ScrollKit runs the same code in two places that could not be more different. On your desktop the simulator renders in pygame at whatever speed your laptop can manage, which is to say instantly. On the actual hardware, an Adafruit MatrixPortal S3, that same code runs as interpreted CircuitPython on an ESP32-S3: roughly 100 times slower, with a few megabytes of RAM and no second thread to hide behind. The trap is obvious in hindsight and catches everyone anyway. Your app looks gorgeous in the simulator, you flash it, and the scrolling text moves like a slideshow.

That gap is the price of writing in Python. Python instead of C++ is a deliberate trade: you give up raw speed and get back code one person can write, read, and run unchanged on a desktop. The library spends most of its design budget buying that speed back where it counts. This page is the cost model behind those decisions, measured on real hardware, plus the one war story that explains why the rules exist.

These numbers are measured, not guessed

Every figure on this page comes from a microbenchmark suite run on a real MatrixPortal S3 (CircuitPython 9.1.0). scrollkit.dev.performance_guide() returns the live table; device_benchmarks.json and matrixportal_s3_baseline.json hold the raw captures. They can't drift from the prose, because they aren't prose. Other supported boards carry their own profile; an uncalibrated board uses a labeled estimate until a baseline is captured (see Adding New Hardware).

The frame budget

The device targets 20 frames per second. That is your whole allowance: 50 milliseconds per frame, and not a millisecond more if you want the motion to stay smooth.

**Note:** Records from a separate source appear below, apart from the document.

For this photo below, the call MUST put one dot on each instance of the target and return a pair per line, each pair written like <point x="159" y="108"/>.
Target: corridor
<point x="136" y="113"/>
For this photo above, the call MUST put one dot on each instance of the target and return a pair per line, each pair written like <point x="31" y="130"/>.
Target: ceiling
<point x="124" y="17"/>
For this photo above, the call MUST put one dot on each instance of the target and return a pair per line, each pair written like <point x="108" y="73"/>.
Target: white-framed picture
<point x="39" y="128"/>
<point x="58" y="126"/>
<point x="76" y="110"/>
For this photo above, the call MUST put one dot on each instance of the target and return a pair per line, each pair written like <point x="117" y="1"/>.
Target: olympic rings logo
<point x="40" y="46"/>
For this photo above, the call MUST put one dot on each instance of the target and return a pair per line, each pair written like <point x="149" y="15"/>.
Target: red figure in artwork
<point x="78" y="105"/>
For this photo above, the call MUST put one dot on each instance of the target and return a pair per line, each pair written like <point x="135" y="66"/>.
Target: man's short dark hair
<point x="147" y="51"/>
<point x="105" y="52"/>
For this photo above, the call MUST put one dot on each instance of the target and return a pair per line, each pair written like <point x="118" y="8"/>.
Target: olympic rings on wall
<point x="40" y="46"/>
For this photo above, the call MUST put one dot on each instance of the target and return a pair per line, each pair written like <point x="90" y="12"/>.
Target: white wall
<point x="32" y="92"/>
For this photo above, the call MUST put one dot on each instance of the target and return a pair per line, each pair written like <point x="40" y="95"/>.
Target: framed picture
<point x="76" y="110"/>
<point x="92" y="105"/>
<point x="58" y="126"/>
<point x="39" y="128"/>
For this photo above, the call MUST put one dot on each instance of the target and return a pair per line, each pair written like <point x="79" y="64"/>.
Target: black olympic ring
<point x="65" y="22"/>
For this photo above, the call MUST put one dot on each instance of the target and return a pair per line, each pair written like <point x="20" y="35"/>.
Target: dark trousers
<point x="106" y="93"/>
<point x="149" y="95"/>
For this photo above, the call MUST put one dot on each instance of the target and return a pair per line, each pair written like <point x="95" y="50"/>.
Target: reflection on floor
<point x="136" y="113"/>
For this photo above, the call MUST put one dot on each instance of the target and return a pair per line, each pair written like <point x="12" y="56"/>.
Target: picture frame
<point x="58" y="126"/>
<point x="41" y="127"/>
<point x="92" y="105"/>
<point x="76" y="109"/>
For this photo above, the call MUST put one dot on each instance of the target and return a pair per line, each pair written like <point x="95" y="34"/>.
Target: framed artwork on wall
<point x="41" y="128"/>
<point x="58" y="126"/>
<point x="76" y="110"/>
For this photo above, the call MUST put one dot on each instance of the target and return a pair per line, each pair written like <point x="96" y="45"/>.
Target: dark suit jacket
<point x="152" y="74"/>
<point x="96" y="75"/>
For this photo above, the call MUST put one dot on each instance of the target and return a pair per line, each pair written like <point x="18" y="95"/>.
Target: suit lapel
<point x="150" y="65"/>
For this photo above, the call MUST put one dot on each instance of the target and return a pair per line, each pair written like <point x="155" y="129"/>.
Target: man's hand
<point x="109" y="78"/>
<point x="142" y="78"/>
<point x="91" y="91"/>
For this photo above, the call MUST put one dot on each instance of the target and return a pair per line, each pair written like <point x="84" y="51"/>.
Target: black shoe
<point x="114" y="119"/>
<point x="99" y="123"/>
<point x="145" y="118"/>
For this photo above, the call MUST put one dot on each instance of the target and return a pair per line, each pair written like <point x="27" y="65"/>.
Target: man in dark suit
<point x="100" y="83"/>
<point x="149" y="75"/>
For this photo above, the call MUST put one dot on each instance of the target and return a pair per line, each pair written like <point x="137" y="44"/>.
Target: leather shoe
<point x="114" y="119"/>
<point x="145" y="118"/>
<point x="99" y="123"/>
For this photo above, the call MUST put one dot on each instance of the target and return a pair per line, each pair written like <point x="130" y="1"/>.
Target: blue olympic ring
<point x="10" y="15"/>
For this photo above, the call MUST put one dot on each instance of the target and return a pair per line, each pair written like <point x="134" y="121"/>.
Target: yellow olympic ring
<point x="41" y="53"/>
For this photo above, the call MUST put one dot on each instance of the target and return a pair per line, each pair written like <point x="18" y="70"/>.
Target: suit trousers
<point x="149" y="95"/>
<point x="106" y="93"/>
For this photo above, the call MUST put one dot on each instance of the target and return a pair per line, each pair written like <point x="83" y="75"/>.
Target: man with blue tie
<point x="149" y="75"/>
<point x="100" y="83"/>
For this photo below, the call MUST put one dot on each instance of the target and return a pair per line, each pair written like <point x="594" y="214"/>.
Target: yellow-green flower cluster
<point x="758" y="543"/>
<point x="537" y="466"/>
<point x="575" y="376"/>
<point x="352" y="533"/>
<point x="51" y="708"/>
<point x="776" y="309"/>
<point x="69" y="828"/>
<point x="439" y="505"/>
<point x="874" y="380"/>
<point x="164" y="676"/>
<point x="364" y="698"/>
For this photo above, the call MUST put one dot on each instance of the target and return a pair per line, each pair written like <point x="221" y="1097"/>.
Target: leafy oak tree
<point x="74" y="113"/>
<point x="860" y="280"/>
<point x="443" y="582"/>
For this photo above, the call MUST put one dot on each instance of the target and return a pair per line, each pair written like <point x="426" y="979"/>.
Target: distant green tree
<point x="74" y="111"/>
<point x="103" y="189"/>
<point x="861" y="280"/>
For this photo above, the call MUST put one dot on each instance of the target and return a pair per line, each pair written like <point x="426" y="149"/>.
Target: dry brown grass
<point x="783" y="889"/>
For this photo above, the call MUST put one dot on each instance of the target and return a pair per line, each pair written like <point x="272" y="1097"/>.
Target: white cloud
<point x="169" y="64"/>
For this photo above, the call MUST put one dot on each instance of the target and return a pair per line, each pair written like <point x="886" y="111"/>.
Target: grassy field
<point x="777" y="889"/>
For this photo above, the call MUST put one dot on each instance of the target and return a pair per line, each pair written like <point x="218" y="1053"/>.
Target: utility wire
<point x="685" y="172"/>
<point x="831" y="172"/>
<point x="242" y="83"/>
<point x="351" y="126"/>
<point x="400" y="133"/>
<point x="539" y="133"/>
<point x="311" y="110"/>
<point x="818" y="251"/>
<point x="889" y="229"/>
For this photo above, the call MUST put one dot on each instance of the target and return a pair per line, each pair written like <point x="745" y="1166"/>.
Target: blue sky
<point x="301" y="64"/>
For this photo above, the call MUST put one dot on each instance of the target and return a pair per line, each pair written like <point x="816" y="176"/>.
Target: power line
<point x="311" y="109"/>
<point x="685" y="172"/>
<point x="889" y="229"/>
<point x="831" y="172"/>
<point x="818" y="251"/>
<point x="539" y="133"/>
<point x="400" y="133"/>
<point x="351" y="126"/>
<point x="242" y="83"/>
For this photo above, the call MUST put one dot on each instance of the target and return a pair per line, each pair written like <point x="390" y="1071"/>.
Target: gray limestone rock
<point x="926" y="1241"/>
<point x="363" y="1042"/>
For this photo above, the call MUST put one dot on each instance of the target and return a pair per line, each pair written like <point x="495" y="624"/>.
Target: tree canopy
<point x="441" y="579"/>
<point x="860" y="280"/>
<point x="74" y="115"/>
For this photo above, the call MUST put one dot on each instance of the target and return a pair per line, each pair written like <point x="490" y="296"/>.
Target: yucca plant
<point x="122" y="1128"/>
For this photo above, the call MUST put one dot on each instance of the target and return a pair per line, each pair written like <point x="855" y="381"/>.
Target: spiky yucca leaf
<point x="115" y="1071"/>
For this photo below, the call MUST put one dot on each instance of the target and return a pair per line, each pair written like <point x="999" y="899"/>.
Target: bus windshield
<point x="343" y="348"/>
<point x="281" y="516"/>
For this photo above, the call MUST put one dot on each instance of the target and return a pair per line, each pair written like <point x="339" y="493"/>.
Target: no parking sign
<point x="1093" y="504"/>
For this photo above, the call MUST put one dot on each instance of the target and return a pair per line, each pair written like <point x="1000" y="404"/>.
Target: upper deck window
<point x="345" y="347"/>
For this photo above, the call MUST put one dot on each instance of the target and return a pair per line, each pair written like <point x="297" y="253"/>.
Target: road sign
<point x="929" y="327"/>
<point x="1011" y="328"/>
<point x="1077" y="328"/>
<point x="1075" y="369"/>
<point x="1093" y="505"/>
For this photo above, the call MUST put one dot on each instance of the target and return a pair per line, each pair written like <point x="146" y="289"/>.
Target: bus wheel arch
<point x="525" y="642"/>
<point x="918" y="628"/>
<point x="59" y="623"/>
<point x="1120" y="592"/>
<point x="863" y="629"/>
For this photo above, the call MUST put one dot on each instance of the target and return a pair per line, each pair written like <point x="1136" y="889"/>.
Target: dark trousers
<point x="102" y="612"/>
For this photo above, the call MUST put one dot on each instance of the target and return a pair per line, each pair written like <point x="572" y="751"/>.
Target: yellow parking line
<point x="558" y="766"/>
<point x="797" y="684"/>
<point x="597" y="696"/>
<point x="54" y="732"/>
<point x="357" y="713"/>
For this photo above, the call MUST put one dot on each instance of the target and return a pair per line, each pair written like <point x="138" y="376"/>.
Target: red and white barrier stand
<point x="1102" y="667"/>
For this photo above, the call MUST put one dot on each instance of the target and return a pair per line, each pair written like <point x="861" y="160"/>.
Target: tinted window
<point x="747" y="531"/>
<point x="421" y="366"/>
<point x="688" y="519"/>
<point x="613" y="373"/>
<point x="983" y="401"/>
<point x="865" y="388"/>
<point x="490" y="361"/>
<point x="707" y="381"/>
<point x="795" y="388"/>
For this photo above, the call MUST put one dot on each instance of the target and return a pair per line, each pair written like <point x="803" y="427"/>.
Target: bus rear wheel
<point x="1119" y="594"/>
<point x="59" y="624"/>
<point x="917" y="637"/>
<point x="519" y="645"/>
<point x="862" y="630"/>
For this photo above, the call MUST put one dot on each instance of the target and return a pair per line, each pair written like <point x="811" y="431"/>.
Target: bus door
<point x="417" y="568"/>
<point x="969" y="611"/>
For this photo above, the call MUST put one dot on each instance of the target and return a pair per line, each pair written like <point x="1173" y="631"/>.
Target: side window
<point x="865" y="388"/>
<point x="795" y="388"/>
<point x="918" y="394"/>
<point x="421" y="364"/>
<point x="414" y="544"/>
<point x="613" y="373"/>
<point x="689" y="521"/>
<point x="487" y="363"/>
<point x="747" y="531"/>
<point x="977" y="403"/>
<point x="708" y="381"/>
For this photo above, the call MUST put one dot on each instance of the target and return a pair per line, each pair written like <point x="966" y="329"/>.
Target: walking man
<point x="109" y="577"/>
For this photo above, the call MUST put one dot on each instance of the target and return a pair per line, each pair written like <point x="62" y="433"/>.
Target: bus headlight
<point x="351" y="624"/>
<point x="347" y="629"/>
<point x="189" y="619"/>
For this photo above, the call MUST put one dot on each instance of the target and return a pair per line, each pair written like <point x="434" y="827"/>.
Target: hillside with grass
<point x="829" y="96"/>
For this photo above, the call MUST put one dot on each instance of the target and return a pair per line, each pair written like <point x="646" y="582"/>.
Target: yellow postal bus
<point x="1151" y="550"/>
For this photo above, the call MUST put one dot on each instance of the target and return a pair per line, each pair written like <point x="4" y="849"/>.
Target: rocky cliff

Some of that is already spent before your code does anything. Every single frame pays for one display.refresh(), which pushes the framebuffer out to the panel. At the default bit_depth=4 that costs about 4.5 ms. It is a floor you cannot get under, a tax on simply being powered on. Whatever your app actually does (move text, paint a transition, fly a swarm of birds across the screen) has to fit in what's left.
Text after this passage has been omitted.